I did not like Will very much. He's nineteen, and yet is a bit of a drunk; is a drunk, which I did not like. And he was rather crude in the way that he spoke. He's just not someone that I would hang out with, given the choice. I didn't really like Kyle, either. He was too selfish, conceited, thinking that he deserved some respect and to be 'the Man' even though he really didn't deserve it. Liz, either, for that matter. I didn't mind her at first, and I probably liked her most, but I still wasn't a big fan. I don't think I would hang out with any of them, actually, given the choice.
There was a bit of the book where Liz and Will feel attracted to each other, and try to ignore it because they are siblings, which also bothered me. They're only half-related, and I've read some other things like this that didn't bother me as much, but I just didn't like it in this book. Plus, at the end, where there's given an excuse to this problem, just seemed a little too much like a cop-out. I guess it should make it better, and in a way it does, but it still bothered me.

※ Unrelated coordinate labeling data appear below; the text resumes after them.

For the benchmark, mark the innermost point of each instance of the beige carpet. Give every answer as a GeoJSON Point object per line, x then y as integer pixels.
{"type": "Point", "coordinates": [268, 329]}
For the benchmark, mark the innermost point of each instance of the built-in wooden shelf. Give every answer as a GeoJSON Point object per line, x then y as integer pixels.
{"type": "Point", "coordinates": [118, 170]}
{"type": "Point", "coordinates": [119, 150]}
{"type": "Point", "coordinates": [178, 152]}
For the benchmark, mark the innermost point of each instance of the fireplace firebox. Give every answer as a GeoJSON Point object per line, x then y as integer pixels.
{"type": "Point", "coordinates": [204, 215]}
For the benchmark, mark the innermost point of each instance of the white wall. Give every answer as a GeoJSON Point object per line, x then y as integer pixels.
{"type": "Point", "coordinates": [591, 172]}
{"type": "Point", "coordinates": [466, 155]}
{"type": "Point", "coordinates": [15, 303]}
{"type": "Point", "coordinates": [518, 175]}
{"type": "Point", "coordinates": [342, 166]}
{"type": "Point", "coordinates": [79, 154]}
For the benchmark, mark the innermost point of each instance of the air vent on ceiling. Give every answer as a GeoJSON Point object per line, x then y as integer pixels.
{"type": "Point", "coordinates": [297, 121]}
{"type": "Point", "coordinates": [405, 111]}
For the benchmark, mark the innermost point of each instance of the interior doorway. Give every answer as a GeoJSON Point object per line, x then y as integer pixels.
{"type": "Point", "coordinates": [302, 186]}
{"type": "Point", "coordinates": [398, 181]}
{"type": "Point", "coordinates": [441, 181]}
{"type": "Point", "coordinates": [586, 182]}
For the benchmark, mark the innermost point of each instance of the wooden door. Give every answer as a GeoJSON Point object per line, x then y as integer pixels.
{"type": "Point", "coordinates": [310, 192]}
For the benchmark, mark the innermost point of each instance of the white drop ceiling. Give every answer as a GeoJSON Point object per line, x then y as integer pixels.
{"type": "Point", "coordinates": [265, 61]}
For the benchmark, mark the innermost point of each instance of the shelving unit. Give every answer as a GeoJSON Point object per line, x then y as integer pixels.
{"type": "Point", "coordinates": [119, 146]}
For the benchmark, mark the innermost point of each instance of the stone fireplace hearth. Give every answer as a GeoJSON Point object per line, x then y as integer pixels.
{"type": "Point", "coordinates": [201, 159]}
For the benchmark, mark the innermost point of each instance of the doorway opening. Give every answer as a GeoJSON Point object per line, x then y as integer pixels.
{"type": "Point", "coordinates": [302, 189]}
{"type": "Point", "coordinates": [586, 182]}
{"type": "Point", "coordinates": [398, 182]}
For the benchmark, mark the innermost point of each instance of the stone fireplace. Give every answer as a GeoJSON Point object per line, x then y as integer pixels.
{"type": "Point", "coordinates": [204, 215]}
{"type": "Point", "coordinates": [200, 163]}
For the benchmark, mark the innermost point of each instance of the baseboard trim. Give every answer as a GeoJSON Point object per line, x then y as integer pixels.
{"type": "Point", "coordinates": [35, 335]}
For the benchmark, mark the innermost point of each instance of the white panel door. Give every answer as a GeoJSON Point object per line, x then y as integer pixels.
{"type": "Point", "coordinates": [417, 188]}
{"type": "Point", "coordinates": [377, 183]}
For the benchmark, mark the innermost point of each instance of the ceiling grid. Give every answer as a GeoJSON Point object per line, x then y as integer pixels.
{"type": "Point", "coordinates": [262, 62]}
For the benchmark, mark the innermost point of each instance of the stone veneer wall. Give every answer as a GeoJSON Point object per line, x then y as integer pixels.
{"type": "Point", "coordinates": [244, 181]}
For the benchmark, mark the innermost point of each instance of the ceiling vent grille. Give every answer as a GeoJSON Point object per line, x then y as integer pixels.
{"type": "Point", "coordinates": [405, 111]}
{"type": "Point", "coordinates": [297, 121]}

I was hoping for better characters; characters that I would get along with and feel more connected to. But instead I just found that I didn't really connect with any of them. A big part of that might be the alcohol and drugs thing. I just don't really like alcohol or drugs. It's not that I overall disapprove of it and think that people shouldn't do them and don't want to believe that people do them. I just don't like how people try to use them to hide from other things, or are generally dumb when they decide to do them. And Will was always drinking to make himself feel better, despite the fact that he would have a terrible hangover when he woke up, and I don't see the appeal in that. And there was some other drug use within the book, which didn't make any of it better.
I just don't like it, okay? And I wasn't expecting it, and hope that it hadn't been in there. I think I wanted this book to be different, and was expecting it to be different, and was a bit disappointed when I found out that it wasn't what I thought it would be. The ending brought the rating up just a little bit, but it didn't help too much.
Anyway, despite not really enjoying this book, I have read some other books by Ehrenhaft that I did enjoy, and so am still planning on reading another of his books, and hope that I enjoy it more than this one.